Chilliwack-Hope MLA Gwen O'Mahony has taken up the cause of two local women faced with financial hardship because of cancer.
In an open letter sent Wednesday to federal Minister of Human Resources and Skills and Development Diane Finley, the provincial NDP MLA called on the federal government to improve employment insurance (EI) coverage to help people undergoing cancer treatment.
"This is the reason the program exists," wrote O'Mahony, "and it's crucial that your government take action so that more Canadians are not left scrambling to cover basic expenses while they undergo lifesaving treatment."
O'Mahony's letter was sparked by the story of local single mother and grandmother Bev MacGregor, whose plight was featured in a November Times article.
MacGregor's EI sickness benefits ran out just before her first round of chemotherapy for breast cancer in November; she then found out she didn't qualify for federal Canadian Pension Plan disability benefits and faced losing her small townhouse during her recovery.
O'Mahony's letter points out that MacGregor is not alone, citing the case of another local woman who was forced to return to work three weeks after surgery against her doctor's recommendations after her claim for EI sickness benefits was denied.
"Other stories have also come to our attention, showing the depth of this problem reaches well beyond a few isolated incidents," O'Mahony wrote.
Though O'Mahony's letter makes no specific recommendations, Mac-Gregor told the Times she appreciates the local MLA taking up her cause, including a personal visit from O'Mahony Wednesday.
"I just really applaud her for picking up the ball," MacGregor said. "I haven't had any luck anywhere else."
In early November MacGregor had brought her concerns to Chilliwack-Fraser Canyon MP Mark Strahl.
Strahl had helped defeat a private members bill in February aimed at increasing EI sickness benefits from 15 to 50 weeks, but he wrote a letter supporting MacGregor's application for CPP disability benefits and said he would pass her concerns about EI on to the federal minister.
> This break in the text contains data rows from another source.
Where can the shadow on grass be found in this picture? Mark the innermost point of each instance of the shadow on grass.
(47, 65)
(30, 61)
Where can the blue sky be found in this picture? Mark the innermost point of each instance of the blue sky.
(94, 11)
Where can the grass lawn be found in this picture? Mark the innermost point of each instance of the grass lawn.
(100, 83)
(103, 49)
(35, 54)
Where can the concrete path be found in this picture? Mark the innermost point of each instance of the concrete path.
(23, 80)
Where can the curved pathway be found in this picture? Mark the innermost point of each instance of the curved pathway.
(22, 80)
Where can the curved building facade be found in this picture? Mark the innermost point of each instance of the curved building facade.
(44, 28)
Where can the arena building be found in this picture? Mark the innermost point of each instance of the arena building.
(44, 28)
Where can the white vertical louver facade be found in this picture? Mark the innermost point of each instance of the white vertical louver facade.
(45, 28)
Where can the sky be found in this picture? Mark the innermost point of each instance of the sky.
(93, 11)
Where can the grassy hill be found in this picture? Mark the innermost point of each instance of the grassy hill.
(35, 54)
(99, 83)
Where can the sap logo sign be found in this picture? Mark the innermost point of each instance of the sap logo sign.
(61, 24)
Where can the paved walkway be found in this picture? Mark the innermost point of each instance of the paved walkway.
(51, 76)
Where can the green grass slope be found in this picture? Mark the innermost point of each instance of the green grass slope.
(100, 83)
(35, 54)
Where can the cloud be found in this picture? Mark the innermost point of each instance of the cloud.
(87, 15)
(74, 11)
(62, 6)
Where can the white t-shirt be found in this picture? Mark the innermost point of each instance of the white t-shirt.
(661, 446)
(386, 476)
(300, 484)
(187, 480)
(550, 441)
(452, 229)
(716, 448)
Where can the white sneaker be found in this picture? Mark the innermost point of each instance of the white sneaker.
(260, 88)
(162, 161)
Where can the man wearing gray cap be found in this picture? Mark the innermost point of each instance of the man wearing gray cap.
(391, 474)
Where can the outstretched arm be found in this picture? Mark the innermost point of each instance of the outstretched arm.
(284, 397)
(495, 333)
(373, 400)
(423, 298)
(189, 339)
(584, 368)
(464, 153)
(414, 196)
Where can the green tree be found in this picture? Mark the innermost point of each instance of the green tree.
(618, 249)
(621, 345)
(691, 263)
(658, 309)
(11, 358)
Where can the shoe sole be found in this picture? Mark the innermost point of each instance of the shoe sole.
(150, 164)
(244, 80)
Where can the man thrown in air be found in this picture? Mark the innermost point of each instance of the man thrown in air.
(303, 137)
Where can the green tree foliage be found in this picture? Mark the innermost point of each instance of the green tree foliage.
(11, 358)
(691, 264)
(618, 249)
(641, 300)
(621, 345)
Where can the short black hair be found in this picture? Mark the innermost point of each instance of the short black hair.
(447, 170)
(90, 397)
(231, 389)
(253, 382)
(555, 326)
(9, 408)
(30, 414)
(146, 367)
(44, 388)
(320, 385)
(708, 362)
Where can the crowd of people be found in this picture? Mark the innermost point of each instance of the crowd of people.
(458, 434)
MacGregor said that hasn't happened.
Strahl told the Times in November that he had voted against expanding EI because a massive increase in federal benefits like EI or CPP wouldn't be fiscally responsible.
He added that provincial governments also need to take on some of the burden of helping people like MacGregor.
MacGregor, for her part, would like to see more co-ordination between the federal and provincial governments when it comes to helping people in her position.
"Maybe it can be a combined effort, both provincially and federally, that something come into place," she said. "There should be some compassionate ways of collecting benefits."